At some point in every game, an athlete has to take responsibility for his own play. The greatest, most impassioned speech in the history of athletics will have no impact if the athletes haven’t mentally prepared themselves for the challenge at hand. For some reason, very few Rams had themselves ready to play that day.
As a result, the Rams head into their season finale Saturday against Border War rival Wyoming in great danger of losing to a bad team and finishing 3-9 for the second consecutive season.
I know how coaches operate, and I can guarantee you that Wyoming’s coaches lit up when watching film of the CSU-BYU game. They saw the uninspired play and the lack of a response to BYU’s physical challenge, and they are now telling their players what they saw. “These guys are soft,” they will say. “If we come out and hit them in the mouth early, they will wither away and we will dominate.”

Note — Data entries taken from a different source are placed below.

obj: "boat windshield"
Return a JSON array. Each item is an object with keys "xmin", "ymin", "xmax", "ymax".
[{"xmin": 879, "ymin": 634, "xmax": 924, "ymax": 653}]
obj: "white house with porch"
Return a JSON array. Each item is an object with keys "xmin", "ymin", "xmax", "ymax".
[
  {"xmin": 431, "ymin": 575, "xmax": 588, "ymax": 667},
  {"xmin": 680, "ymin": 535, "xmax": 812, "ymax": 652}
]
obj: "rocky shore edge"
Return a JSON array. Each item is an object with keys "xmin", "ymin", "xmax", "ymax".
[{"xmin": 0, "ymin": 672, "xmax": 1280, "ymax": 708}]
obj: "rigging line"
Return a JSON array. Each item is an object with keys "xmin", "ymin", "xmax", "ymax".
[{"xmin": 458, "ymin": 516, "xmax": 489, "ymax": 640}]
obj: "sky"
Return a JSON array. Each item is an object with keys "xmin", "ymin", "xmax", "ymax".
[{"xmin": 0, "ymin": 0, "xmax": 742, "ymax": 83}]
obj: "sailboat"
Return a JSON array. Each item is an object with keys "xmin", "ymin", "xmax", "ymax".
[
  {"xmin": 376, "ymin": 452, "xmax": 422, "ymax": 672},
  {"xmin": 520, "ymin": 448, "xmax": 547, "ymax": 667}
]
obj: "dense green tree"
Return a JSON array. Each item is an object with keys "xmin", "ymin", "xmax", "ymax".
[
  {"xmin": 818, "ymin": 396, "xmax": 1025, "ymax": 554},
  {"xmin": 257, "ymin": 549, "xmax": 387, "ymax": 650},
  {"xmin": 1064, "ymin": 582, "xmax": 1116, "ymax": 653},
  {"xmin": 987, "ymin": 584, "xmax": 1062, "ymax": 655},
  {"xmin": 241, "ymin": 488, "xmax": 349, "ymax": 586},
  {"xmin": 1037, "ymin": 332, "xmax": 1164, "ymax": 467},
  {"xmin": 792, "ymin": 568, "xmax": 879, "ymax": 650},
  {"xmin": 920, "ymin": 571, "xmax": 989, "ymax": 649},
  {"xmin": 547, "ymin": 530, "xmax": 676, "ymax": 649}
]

So, the challenge ahead of the Rams is simple: get yourselves mentally prepared for a battle. The Pokes, who are winless in the Mountain West Conference, are desperate for a victory and would love nothing better than to close their season with a rout of their hated rivals.
One of the hallmarks of the great CSU teams in the 1990s was that they set the tone, both physically and mentally, in pretty much every game they played. Other teams knew they were in for 60 minutes of in-your-face football, and most of them folded.
If the Rams want to take a step toward greatness, they must take on that personality. Otherwise, we haven’t seen the last of those 49-10 games.